I am a 52 year old woman who held a highly responsible position for the last two years in a growing company. During this time I averaged a salary 25% below my male counterparts in the same level of management & about 50% less in other compensation (bonus/car allow). I even had one male whom I inherited on my staff who earned more than I. Recently I requested to to return to my former position & a male was hired to replace me with a beginning salary 50% more than I was paid to do substantially the same job. After only being with the co. for 2 months, he informed me he was going to cut my pay by $8,600/yr., well below the area market range for the position I was currently in. The following day I objected in writing to the pay reduction. I was fired less than a week later, without any prior warnings, without specifics, just that it "wasn't working out". I received no severance pay (which is company practice at my position level) & I was given a five page agreement to sign, waiving all my rights under a long list of protection acts, as well as numerous warranties from me regarding confidentiality & non-participation in any lawsuits.

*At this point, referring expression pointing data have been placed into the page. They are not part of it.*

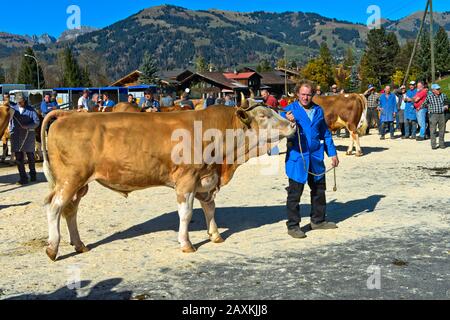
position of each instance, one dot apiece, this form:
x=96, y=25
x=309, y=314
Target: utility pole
x=285, y=73
x=416, y=42
x=37, y=66
x=433, y=70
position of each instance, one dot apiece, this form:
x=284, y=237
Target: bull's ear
x=244, y=117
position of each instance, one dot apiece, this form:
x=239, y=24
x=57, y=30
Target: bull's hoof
x=188, y=249
x=82, y=249
x=216, y=238
x=51, y=253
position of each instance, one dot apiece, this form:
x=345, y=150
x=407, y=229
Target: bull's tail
x=362, y=125
x=47, y=170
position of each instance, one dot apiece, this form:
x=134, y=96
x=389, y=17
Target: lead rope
x=304, y=162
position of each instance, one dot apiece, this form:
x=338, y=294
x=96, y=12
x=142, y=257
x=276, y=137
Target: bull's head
x=257, y=116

In return, the monetary payment would be $3,300. I have not signed it.

I had worked there for 3-1/2 years & was half way toward being fully vested in the co. pension plan (worth a considerable sum). The company has a history of paying women less than men (in key positions). Also, I have recently become aware of a pending lawsuit against the company in which I have been told I am named. Could it be that I was more valuable to them as an "ex" employee? Something smells rotten here. I am wondering if my protected rights have been violated. What do you think?

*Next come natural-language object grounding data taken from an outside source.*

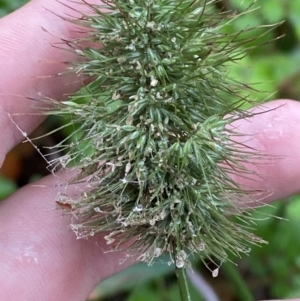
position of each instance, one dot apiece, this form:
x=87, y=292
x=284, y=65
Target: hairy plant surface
x=152, y=132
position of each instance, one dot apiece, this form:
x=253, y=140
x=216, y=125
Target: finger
x=41, y=254
x=276, y=135
x=30, y=60
x=35, y=240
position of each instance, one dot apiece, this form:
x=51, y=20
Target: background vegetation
x=270, y=272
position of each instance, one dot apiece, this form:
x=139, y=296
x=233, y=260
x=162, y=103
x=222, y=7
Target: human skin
x=41, y=259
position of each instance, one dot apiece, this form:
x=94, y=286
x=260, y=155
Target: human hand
x=40, y=258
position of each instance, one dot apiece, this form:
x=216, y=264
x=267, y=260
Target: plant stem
x=182, y=283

1 answer  |  asked Jun 5, 2003 3:22 PM [EST]  |  applies to Arizona

Answers (1)

Francis Fanning
equal pay claims raise lots of issues

The simple answer to your inquiry is that if everything you say is true and there are no other facts that pertain to your termination, you have a very good case. Unfortunately, there is always another side to every termination story.
The Equal Pay Act mandates that men and women be paid comparable wages for comparable work. A violation of this act is also a violation of Title VII of the Civil Rights Act, which prohibits sex discrimination in employment. Both laws also have provisions that prohibit retaliation for complaining about this form of discrimination. Each has somewhat different remedies and time limits, but both laws are enforced by the Equal Employment Opportunity Commission. In some cases is makes sense to file suit as soon as possible, because the two/three year statute of limitations in the Equal Pay Act runs while you are waiting for the EEOC to complete its investigation.
I would recommend that you consult with an attorney and have him or her review the facts in detail. You will need to file a charge of discrimination with the EEOC before you can file suit under Title VII. If the pay discrimination has been going on as long as you have been working for the company, part of your claim under the EPA has already been lost by the passage of time.
The fact that you may be a named defendant in a pending lawsuit may have something to do with the decision to terminate you. But that doesn't give you any recourse. It may prove to be the company's defense against the claim that you were fired for having made the complaint about discrimination. An attorney will need all the information you can provide in order to properly advise you of the strengths and weaknesses of your case.